Industry insiders said Cormier was the obvious choice. He had been a major driver behind the decision for Red Hat to drop its consumer-oriented Linux operating system, even though it had been the company’s flagship product since the 1990s. Cormier felt that a wiser path forward was to focus on Red Hat Enterprise Linux. Furthermore, Cormier played a central role in many of Red Hat’s successful acquisitions over the years.
Paul Cormier brings some 40 years of tech experience to his new role as Red Hat CEO. His father was the facility manager for the Digital Equipment Corporation of Massachusetts. Paul’s dad got him a job that placed him with a group of engineers who proceeded to train him in Logic. This gave him the skill he needed to fix circuit boards for computers.
This skill set served him well when he went on to Fitchburg State University and later the Rochester Institute of Technology where he earned his graduate degree in engineering.
Despite the acquisition by IBM, Cormier said that it is vital that Red Hat retains its independence. That’s because this firm works with other cloud providers beyond IBM, including Microsoft, Google and Amazon. All of these companies compete, and thus, they would not want to work with Red Hat if they felt their proprietary projects would “leak over,” as Cormier put it. He said that Red Hat was recently obligated to prove to Intel and others that they could “put up a wall.”

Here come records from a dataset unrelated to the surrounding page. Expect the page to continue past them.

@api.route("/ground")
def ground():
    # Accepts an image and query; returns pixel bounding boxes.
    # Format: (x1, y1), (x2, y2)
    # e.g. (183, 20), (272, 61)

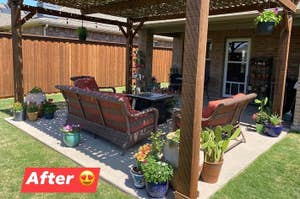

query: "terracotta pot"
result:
(27, 112), (38, 121)
(201, 160), (223, 183)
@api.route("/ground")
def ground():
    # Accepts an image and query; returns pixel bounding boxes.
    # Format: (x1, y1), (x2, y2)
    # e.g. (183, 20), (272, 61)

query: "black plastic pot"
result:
(257, 22), (275, 34)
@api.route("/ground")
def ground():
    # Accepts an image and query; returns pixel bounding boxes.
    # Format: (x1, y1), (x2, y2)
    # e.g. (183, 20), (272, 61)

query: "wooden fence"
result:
(0, 33), (172, 98)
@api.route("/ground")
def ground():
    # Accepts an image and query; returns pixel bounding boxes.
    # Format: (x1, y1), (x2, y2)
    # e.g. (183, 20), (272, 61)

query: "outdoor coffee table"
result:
(128, 92), (174, 124)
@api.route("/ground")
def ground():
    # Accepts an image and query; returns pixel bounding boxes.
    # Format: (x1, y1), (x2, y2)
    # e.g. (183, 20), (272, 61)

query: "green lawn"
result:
(0, 94), (132, 199)
(212, 133), (300, 199)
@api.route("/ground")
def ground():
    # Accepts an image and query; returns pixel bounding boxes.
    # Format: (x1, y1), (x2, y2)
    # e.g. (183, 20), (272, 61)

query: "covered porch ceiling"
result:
(35, 0), (298, 21)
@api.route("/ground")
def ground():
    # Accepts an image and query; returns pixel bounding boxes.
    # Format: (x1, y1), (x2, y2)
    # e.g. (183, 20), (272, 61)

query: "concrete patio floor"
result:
(6, 106), (286, 199)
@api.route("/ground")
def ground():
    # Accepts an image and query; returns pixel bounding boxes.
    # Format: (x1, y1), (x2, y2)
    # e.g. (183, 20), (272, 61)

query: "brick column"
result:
(291, 67), (300, 131)
(137, 30), (153, 91)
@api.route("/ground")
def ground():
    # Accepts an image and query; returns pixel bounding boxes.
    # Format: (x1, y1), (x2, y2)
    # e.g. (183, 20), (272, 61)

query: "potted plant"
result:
(164, 129), (180, 167)
(201, 125), (241, 183)
(12, 102), (24, 121)
(76, 26), (88, 41)
(252, 111), (269, 133)
(26, 103), (39, 121)
(255, 8), (282, 33)
(142, 156), (173, 198)
(44, 99), (58, 119)
(25, 86), (46, 117)
(252, 97), (270, 133)
(130, 144), (152, 189)
(265, 114), (282, 137)
(149, 131), (165, 160)
(60, 124), (80, 147)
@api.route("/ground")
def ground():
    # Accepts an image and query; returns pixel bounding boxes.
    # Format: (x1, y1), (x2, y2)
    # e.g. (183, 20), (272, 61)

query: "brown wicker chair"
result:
(56, 85), (158, 149)
(173, 93), (257, 151)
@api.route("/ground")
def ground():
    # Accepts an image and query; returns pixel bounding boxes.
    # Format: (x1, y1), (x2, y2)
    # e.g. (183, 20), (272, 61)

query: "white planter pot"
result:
(25, 93), (46, 105)
(164, 141), (179, 167)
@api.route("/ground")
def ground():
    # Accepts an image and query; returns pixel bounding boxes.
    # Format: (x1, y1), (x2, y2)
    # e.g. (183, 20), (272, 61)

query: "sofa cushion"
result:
(74, 78), (98, 91)
(101, 92), (139, 114)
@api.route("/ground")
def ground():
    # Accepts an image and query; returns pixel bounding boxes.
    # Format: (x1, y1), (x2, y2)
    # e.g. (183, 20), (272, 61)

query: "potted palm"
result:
(164, 129), (180, 167)
(142, 156), (173, 198)
(255, 8), (282, 33)
(60, 124), (80, 147)
(12, 102), (24, 121)
(201, 125), (241, 183)
(44, 99), (58, 119)
(265, 114), (282, 137)
(130, 144), (152, 189)
(26, 103), (39, 121)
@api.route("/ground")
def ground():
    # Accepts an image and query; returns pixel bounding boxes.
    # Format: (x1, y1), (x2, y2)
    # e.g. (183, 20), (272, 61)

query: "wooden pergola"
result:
(9, 0), (298, 198)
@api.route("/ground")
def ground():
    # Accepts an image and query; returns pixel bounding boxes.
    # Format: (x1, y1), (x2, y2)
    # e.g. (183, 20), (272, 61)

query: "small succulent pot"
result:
(14, 111), (25, 121)
(44, 112), (54, 120)
(255, 123), (265, 133)
(146, 182), (169, 198)
(130, 167), (145, 189)
(200, 160), (223, 183)
(63, 131), (80, 147)
(265, 123), (283, 137)
(27, 112), (39, 122)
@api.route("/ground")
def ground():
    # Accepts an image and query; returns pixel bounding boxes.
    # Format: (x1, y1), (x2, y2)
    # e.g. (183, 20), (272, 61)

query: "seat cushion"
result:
(74, 78), (98, 91)
(101, 92), (139, 114)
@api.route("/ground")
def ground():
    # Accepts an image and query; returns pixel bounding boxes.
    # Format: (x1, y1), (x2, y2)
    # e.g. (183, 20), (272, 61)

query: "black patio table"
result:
(127, 92), (174, 124)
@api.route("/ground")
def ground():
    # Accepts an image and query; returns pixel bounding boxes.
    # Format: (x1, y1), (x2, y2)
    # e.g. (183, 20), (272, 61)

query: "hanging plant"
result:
(255, 8), (282, 33)
(77, 26), (88, 41)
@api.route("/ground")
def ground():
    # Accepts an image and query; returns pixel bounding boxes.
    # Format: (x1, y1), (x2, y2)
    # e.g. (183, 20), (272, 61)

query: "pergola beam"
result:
(8, 0), (24, 102)
(21, 5), (127, 27)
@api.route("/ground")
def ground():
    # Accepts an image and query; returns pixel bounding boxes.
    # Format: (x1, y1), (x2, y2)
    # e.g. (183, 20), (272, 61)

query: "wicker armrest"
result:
(129, 108), (158, 119)
(98, 86), (116, 93)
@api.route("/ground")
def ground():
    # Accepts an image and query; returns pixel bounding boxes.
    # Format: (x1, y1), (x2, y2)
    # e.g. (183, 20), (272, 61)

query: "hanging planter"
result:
(255, 8), (282, 34)
(77, 26), (88, 41)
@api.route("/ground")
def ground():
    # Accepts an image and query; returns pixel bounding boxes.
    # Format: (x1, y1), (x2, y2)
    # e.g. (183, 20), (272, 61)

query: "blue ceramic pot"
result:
(130, 167), (145, 189)
(265, 124), (282, 137)
(63, 131), (80, 147)
(146, 182), (169, 198)
(44, 113), (54, 120)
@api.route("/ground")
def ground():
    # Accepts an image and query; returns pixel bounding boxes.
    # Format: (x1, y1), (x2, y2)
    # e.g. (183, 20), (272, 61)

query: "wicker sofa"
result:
(56, 85), (158, 150)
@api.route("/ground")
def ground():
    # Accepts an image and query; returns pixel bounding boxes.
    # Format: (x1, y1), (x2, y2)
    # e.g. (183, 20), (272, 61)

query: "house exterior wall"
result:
(208, 27), (300, 99)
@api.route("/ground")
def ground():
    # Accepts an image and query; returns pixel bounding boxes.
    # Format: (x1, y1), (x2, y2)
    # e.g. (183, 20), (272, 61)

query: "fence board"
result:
(0, 33), (172, 98)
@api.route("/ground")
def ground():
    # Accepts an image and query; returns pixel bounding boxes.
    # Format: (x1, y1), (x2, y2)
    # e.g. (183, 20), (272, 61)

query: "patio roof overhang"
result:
(35, 0), (296, 21)
(9, 0), (298, 198)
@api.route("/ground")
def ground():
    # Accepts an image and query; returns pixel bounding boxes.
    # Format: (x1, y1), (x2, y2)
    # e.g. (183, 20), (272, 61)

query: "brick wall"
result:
(208, 27), (300, 98)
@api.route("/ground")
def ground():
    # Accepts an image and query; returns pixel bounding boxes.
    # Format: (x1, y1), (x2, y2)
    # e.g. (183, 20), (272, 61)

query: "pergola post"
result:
(137, 30), (153, 91)
(125, 18), (134, 94)
(175, 0), (209, 198)
(9, 0), (24, 102)
(273, 12), (293, 117)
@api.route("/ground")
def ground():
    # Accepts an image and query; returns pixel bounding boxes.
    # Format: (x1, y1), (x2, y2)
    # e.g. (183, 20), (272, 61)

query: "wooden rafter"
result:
(21, 5), (127, 27)
(36, 0), (298, 21)
(21, 12), (36, 25)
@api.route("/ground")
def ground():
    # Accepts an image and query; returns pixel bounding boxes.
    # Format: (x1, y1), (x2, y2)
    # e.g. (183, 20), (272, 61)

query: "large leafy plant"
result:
(255, 8), (282, 26)
(269, 114), (281, 126)
(142, 156), (173, 184)
(201, 125), (241, 162)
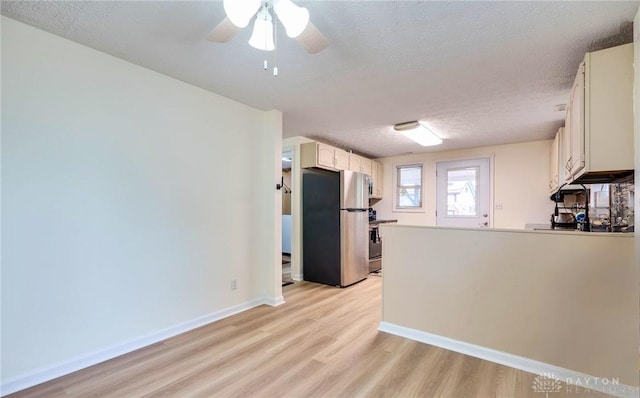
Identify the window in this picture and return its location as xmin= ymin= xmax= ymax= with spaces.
xmin=395 ymin=164 xmax=422 ymax=211
xmin=447 ymin=167 xmax=480 ymax=217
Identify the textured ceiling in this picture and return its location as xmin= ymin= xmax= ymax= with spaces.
xmin=1 ymin=0 xmax=640 ymax=157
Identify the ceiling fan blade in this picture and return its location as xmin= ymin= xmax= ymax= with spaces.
xmin=207 ymin=17 xmax=240 ymax=43
xmin=296 ymin=21 xmax=329 ymax=54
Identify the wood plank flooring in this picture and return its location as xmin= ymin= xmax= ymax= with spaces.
xmin=10 ymin=275 xmax=606 ymax=398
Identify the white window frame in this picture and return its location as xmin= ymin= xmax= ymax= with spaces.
xmin=392 ymin=163 xmax=425 ymax=213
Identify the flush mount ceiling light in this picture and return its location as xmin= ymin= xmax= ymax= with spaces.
xmin=393 ymin=121 xmax=442 ymax=146
xmin=207 ymin=0 xmax=329 ymax=54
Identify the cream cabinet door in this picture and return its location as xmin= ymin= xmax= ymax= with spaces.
xmin=549 ymin=128 xmax=562 ymax=193
xmin=371 ymin=160 xmax=382 ymax=198
xmin=360 ymin=158 xmax=373 ymax=176
xmin=567 ymin=63 xmax=585 ymax=177
xmin=317 ymin=143 xmax=336 ymax=167
xmin=333 ymin=148 xmax=349 ymax=170
xmin=349 ymin=153 xmax=362 ymax=173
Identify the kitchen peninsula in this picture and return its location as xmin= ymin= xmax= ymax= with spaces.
xmin=380 ymin=224 xmax=639 ymax=391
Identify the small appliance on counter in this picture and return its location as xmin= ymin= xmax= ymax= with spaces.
xmin=369 ymin=207 xmax=376 ymax=221
xmin=369 ymin=219 xmax=398 ymax=272
xmin=550 ymin=187 xmax=585 ymax=230
xmin=550 ymin=182 xmax=635 ymax=232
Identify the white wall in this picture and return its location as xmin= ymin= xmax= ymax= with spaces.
xmin=633 ymin=5 xmax=640 ymax=318
xmin=2 ymin=17 xmax=282 ymax=393
xmin=374 ymin=141 xmax=553 ymax=229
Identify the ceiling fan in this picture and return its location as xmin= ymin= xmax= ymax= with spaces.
xmin=207 ymin=0 xmax=329 ymax=54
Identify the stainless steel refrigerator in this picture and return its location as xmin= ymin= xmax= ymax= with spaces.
xmin=302 ymin=169 xmax=369 ymax=287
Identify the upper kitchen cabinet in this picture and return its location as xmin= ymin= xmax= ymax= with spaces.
xmin=549 ymin=127 xmax=564 ymax=193
xmin=370 ymin=160 xmax=382 ymax=199
xmin=300 ymin=142 xmax=349 ymax=171
xmin=564 ymin=43 xmax=634 ymax=183
xmin=349 ymin=153 xmax=372 ymax=176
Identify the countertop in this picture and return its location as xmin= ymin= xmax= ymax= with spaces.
xmin=384 ymin=224 xmax=635 ymax=238
xmin=369 ymin=220 xmax=398 ymax=225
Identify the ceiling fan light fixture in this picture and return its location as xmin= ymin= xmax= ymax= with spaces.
xmin=273 ymin=0 xmax=309 ymax=38
xmin=249 ymin=7 xmax=275 ymax=51
xmin=393 ymin=121 xmax=442 ymax=146
xmin=222 ymin=0 xmax=261 ymax=28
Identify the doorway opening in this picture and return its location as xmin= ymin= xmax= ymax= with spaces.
xmin=281 ymin=149 xmax=293 ymax=286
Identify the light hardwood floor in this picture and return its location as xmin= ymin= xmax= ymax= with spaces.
xmin=11 ymin=275 xmax=605 ymax=398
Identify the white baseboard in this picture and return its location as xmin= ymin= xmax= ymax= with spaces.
xmin=0 ymin=296 xmax=270 ymax=396
xmin=378 ymin=322 xmax=640 ymax=398
xmin=264 ymin=296 xmax=284 ymax=307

On his promotion to the top job from within the ranks of Red Hat, Cormier said going outside to find a leader was “probably impossible.” The reason, he said, is due to Red Hat’s unique business model and special internal corporate culture. It is quite unlike any other major tech company.
As for the road ahead, Cormier said he believes that Red Hat must play the role of “top hybrid provider” within its sector. That means growing to command 60% of the hybrid cloud market within the next five years. Cormier estimates that figure today for Red Hat sits at about 40%.